結果を以下の表8〜12に示す。 The results are shown in Tables 8-12 below.
以上の結果から、ニンニクオリゴ糖が結腸腺腫細胞に対して抗腫瘍活性を有すること、ならびにニンニクオリゴ糖とニンニクレクチンとの相乗効果により、優れた抗腫瘍活性が得られることが明らかとなった。 From the above results, it has been clarified that garlic oligosaccharide has antitumor activity against colon adenoma cells, and that excellent antitumor activity can be obtained by the synergistic effect of garlic oligosaccharide and garlic lectin.
(実施例11)胃癌細胞に対する抗腫瘍活性の試験
腫瘍細胞として、)KATOIII細胞(ヒト胃癌細胞)を使用し、実施例1で得られたニンニクオリゴ糖及び実施例6で得られたニンニクレクチンの抗腫瘍活性について抗腫瘍活性を試験した。KATOIII細胞は、財団法人ヒューマンサイエンス振興財団 ヒューマンサイエンス研究資源バンクから入手した。

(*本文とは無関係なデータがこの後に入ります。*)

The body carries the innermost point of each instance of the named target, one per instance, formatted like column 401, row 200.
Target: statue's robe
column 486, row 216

(Example 11) Test of antitumor activity against gastric cancer cells As tumor cells, KATOIII cells (human gastric cancer cells) were used, and the garlic oligosaccharide obtained in Example 1 and the garlic lectin obtained in Example 6 were used. Antitumor activity was tested for antitumor activity. KATOIII cells were obtained from the Human Science Research Resource Bank.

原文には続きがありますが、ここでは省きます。